What are the stumbling blocks that get in the way of offloading mainframe processing to the distributed world?

  • Reliability – there is a perception that the mainframe never fails, and that distributed processing systems fail frequently
    • The reality is that given modern compute and data-grid architectures, distributed systems can actually be more reliable than the mainframe
  • COBOL code – lack of developer talent that can port COBOL code to another language
    • This problem will only get worse over time. There will be even fewer COBOL programmers available in the next decade.
  • Assembler code – lack of developer talent that can port Assembler code that handles I/O, etc from the mainframe.
    • This problem may not be quite as bad as it sounds, because there is a high likelihood that the same Assembler code was re-used again and again, so it may only need to be re-written once, and since the I/O patterns are very different it is probably a pure re-write not a “port”.

Aside from drastically reducing the economic and opportunity cost of mainframe data processing, what else does GemFire help with?

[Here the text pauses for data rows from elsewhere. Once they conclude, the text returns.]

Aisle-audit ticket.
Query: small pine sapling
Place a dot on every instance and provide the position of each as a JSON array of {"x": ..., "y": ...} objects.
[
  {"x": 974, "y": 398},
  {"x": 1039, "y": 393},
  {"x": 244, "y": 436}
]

  • Reliability of the data-management layer
  • Horizontal partitioning of large data-sets
  • Co-location of related data
  • Load-balancing of data processing across multiple servers with locality of reference (i.e. data affinity)
  • Data off-boarding
    • GemFire can centralize the data extract process such that only one member of the data grid actually connects to DB2
    • GemFire provides Lazy Load semantics on cache “miss”. But we need either DB2 or SOLA on the mainframe to enable this
  • Data re-boarding
    • Once the processing is complete, GemFire can lazily re-load the data back to the mainframe if necessary.

Migrating mainframe processing to a GemFire-enabled distributed environment is not only much cheaper than maintaining legacy mainframes, but also cuts batch processing time by a factor of 120×. Thus, GemFire is able to not only drastically reduce infrastructure costs, it also frees up processing power, drastically lowering opportunity cost.